Lara is an advocate for single-payer health care in California and authored a bill that the state Senate approved in 2017 to establish such a system.
Indeed Lara’s bid for insurance commissioner has highlighted his continued support for universal health care, “Every student is going to confront our broken healthcare system, where we overpay for the most basic care,” Lara recently noted. “I believe healthcare should be a right for everyone, which is why I will support universal coverage.”
Lara's platform as described on his campaign site, includes health care, education, the environment, LGBTQ+ equality and other progressive issues.
Lara has garnered endorsements from several of the best-known political actors in California, including U.S. Sen. Kamala Harris, Gov. Jerry Brown and Lt. Gov. Gavin Newsom.
Unusual Ad Campaign
This week Lara began airing an unusual ad that repeats one of Poizner’s anti-illegal immigration commercials from 2010 when he ran for Governor.

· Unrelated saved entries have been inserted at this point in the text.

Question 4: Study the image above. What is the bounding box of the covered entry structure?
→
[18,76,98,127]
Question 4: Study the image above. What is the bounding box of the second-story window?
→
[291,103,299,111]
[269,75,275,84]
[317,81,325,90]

Lara is using the spot to point out Poizner “was a registered Republican until right before the race for Insurance Commissioner,” Lara said in an interview. “He ran on a record to divide us, and now he flips on those issues.”
The 43-year-old Lara sees his time as a Democratic legislator as a plus in his bid for insurance commissioner. The office “touches the life of every Californian,” Lara said. “My record speaks for itself for its commitment to consumer protection. I’ve taken on difficult issues in the Legislature and brought people together to find a solution.”